There's a new magazine about to hit the internet "stands" called Silver & Grace.  This magazine is specifically designed with us 40 plus'ers in mind.  Here to tell us all about her new endevour is owner/operater, Elizabeth Fayle.  Check out what she has to say... 


Tell us a bit about yourself:

Let’s see. Federal public servant by day (blech!), and by night, online magazine founder and editor, writer, jewelry designer, spiritual advisor, home renovator, gardener, singer, guitar & piano player. Mom to 3 twenty-somethings (I started young!) and step-mom to a twelve year old. Oh, and primary caregiver of 2 cats, 2 rats, 3 Koi fish, and 1 frog. And might I boldly add Wife Extraordinaire.

I am 47, looking forward to 48, and 49, and 50, and …well, you get the idea.

You've started a new online magazine, please tell us all about it

I have been blogging on Silver & Grace for over a year, and in that year have met many talented writers who are as passionate about promoting aging gracefully as I am. I’m all about building community, so it was a natural progression for me to bring together all these writers into a single community.
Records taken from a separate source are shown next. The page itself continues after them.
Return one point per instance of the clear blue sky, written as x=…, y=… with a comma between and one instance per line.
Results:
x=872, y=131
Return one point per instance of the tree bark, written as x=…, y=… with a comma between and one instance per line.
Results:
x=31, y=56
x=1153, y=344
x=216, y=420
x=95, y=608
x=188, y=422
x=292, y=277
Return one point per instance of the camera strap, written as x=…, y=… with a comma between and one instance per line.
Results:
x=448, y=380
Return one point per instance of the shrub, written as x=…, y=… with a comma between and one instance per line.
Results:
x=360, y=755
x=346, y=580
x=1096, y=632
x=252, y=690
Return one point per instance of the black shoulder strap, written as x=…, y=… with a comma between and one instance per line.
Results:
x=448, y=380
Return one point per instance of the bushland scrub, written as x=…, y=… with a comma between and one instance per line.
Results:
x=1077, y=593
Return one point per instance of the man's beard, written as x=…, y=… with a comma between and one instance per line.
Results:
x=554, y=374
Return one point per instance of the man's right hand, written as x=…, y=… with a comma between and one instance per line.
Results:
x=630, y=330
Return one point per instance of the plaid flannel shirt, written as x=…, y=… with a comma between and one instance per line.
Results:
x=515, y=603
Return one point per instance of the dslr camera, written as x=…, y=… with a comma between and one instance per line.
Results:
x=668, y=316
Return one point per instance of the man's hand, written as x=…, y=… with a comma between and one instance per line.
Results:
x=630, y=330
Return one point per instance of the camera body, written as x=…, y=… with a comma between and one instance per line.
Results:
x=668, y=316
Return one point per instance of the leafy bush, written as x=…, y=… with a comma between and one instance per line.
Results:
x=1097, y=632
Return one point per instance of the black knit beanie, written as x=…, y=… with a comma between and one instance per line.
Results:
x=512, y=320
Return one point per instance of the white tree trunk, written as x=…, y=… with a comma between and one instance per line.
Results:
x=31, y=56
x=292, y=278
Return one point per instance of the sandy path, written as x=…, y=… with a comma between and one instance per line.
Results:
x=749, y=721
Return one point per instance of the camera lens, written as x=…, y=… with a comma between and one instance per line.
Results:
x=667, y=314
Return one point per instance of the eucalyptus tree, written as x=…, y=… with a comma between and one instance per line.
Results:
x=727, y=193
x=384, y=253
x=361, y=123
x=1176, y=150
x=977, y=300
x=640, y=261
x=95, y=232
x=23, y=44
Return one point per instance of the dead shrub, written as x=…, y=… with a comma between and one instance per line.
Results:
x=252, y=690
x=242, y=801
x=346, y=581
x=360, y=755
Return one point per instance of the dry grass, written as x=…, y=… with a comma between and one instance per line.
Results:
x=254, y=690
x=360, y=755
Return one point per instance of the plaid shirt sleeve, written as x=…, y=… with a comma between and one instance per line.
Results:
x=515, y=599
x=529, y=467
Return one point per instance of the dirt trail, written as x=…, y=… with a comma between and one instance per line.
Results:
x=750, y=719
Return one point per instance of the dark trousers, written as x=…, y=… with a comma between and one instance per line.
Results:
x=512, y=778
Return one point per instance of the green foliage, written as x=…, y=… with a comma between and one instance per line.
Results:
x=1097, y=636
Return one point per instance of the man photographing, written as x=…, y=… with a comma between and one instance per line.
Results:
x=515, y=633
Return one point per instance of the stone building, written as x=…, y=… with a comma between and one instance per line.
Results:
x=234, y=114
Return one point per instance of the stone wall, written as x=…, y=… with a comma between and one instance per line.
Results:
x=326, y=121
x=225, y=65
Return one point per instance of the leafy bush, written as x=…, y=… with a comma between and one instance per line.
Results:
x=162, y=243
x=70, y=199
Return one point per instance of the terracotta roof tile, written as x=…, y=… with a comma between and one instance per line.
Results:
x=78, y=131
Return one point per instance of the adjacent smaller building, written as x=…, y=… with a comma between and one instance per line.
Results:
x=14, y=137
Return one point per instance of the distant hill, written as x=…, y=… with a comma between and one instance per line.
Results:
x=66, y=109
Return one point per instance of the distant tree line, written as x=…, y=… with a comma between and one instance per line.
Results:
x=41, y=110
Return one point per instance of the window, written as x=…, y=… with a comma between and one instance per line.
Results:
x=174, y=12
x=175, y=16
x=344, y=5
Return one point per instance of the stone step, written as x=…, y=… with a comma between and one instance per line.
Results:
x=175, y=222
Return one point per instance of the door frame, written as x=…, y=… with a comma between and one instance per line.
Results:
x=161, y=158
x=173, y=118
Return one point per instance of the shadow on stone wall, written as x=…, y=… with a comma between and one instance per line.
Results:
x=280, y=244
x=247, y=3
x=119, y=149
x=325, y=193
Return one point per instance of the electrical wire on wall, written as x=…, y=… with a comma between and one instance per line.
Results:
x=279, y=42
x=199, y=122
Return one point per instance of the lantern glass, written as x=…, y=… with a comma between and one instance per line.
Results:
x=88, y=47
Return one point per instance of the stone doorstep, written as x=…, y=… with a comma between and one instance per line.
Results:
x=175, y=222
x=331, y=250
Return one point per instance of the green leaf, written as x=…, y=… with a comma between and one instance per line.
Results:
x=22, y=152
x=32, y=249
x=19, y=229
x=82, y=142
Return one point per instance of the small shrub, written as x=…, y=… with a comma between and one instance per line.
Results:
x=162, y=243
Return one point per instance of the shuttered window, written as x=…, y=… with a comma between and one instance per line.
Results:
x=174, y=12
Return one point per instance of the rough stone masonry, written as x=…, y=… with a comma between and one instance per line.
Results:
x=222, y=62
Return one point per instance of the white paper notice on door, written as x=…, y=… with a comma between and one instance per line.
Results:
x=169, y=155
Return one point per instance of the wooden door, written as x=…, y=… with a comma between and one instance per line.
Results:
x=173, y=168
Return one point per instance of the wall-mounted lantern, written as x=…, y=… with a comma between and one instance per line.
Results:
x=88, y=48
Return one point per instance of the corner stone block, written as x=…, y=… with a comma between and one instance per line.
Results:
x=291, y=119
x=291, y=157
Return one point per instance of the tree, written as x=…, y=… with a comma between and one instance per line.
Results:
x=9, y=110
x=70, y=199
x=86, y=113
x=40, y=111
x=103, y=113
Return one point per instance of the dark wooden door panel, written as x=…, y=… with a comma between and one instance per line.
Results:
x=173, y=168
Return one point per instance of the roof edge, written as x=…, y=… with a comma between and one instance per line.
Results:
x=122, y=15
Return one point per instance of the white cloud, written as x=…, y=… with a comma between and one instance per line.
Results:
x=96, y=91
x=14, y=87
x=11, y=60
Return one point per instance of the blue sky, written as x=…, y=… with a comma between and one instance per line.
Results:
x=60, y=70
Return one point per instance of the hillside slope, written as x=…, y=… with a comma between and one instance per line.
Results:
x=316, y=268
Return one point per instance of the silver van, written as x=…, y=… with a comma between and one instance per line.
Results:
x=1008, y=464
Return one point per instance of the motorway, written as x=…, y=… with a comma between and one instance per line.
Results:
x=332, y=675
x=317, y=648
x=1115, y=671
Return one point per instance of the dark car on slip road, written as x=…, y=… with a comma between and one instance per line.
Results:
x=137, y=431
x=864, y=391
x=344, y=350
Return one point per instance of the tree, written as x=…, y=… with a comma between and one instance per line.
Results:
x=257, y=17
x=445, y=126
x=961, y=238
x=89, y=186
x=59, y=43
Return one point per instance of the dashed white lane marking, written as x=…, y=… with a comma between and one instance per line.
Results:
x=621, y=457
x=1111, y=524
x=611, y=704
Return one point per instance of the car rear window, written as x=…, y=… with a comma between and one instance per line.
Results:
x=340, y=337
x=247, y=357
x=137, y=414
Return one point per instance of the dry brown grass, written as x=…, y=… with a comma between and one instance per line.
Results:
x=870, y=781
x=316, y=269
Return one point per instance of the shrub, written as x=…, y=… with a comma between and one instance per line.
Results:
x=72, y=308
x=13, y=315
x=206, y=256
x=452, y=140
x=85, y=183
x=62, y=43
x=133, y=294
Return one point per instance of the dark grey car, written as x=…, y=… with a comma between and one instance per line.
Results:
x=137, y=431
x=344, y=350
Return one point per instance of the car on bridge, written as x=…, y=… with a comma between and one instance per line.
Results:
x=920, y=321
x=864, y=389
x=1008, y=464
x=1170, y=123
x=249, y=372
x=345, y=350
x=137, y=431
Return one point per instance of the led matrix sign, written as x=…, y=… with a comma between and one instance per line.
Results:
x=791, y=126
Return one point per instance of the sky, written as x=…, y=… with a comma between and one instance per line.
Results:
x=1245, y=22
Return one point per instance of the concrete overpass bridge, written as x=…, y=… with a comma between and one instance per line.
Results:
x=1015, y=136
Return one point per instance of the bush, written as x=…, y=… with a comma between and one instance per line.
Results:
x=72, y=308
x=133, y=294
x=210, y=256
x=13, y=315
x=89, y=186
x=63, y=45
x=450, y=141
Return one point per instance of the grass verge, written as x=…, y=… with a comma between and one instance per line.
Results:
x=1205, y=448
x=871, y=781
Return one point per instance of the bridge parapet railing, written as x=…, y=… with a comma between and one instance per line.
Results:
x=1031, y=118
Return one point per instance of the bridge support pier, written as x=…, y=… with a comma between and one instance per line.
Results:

We officially launch on October 4th – I am so excited! Each Monday, I will post an editorial on the week’s articles. Tuesday through Friday will feature articles of interest to women over 40.

What made you decide to start Silver & Grace?

One word - perimenopause! I was blogging under the pen name of the Urban Panther, and I found I was spending more and more time exploring the changes going on in my body, mind and spirit.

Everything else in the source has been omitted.